Aprox 112 hours. I will not lose my cpu for this. I am just using the base model to train it does well.

In [63]:
from transformers import AutoModelForSequenceClassification
from transformers import TFAutoModelForSequenceClassification
from transformers import AutoTokenizer, AutoConfig
import numpy as np
from scipy.special import softmax

MODEL = f"cardiffnlp/twitter-roberta-base-sentiment-latest"
tokenizer = AutoTokenizer.from_pretrained(MODEL)
config = AutoConfig.from_pretrained(MODEL)
# results
model = AutoModelForSequenceClassification.from_pretrained(MODEL)
outputs = []
for i in list(X_test):
    encoded_input = tokenizer(i, return_tensors='pt')
    output = model(**encoded_input)
    scores = output[0][0].detach().numpy()
    scores = softmax(scores)
    if (scores[0]>=scores[2]):
        outputs.append(0)
    else:
        outputs.append(4)
accuracy_hugging = accuracy_score(y_test, outputs)
print("Accuracy on test set (Huggibgface):", accuracy_hugging)

Some weights of the model checkpoint at cardiffnlp/twitter-roberta-base-sentiment-latest were not used when initializing RobertaForSequenceClassification: ['roberta.pooler.dense.bias', 'roberta.pooler.dense.weight']
- This IS expected if you are initializing RobertaForSequenceClassification from the checkpoint of a model trained on another task or with another architecture (e.g. initializing a BertForSequenceClassification model from a BertForPreTraining model).
- This IS NOT expected if you are initializing RobertaForSequenceClassification from the checkpoint of a model that you expect to be exactly identical (initializing a BertForSequenceClassification model from a BertForSequenceClassification model).


Accuracy on test set (Huggibgface): 0.7317294942223906


Now lets load teh tweets data and use the two best on them for prediction.

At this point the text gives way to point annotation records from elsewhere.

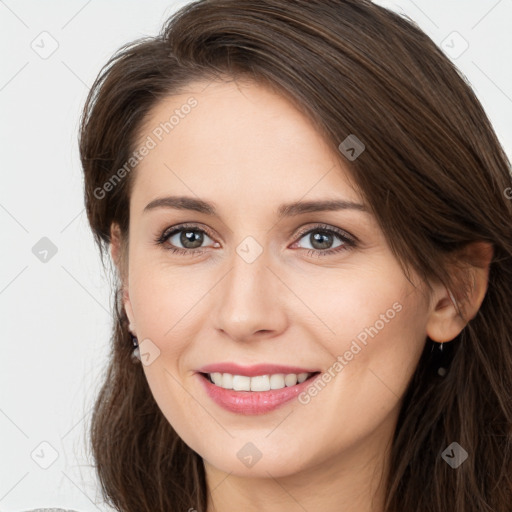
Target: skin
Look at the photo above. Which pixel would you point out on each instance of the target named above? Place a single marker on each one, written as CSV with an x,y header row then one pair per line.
x,y
247,150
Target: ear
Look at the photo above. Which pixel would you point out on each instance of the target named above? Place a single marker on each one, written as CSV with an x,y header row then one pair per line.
x,y
444,322
120,260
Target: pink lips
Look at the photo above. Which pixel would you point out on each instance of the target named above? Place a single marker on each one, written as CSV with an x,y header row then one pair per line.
x,y
254,370
252,402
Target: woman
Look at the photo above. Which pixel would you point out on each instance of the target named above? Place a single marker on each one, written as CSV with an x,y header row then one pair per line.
x,y
307,209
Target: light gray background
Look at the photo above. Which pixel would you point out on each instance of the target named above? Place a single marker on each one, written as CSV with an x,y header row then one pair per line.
x,y
55,321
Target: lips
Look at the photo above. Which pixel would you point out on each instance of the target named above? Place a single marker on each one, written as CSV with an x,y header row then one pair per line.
x,y
250,396
254,370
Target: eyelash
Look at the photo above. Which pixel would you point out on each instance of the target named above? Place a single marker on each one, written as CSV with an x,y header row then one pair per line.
x,y
349,242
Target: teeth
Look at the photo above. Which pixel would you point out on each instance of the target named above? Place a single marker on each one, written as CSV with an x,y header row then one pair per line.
x,y
258,383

These are the roberta and bow models. We are saving the result of their predictions for the third part.

In [10]:
# loading the data from part 1
companies = pd.read_csv('companies.csv')
entities = pd.read_csv('entities.csv')
tweets = pd.read_csv('tweets.csv')
users = pd.read_csv('users.csv', on_bad_lines='skip')

  users = pd.read_csv('users.csv', on_bad_lines='skip')


In [11]:
import re
import string
from nltk.corpus import stopwords
from nltk.tokenize import word_tokenize
from nltk.stem import WordNetLemmatizer

# using the functions made in the first part of this part to get the tweets ready
tweets = tweets.dropna()

tweets['clean_text']=  tweets['text'].apply(clean_text)
tweets['preprocessed_text'] = tweets['clean_text'].apply(preprocess_text)

BOW Predictions:

In [70]:
# BOW predictions on tweets
bow_predictions = bow_grid_search.predict(tweets['preprocessed_text'])
tweets['bow_pred'] = [1 if pred == 4 else 0 for pred in bow_predictions]

Roberta Predictions:

In [13]:
from transformers import AutoModelForSequenceClassification
from transformers import TFAutoModelForSequenceClassification
from transformers import AutoTokenizer, AutoConfig
import numpy as np
from scipy.special import softmax
MODEL = f"cardiffnlp/twitter-roberta-base-sentiment-latest"
tokenizer = AutoTokenizer.from_pretrained(MODEL)
config = AutoConfig.from_pretrained(MODEL)
# results
model = AutoModelForSequenceClassification.from_pretrained(MODEL)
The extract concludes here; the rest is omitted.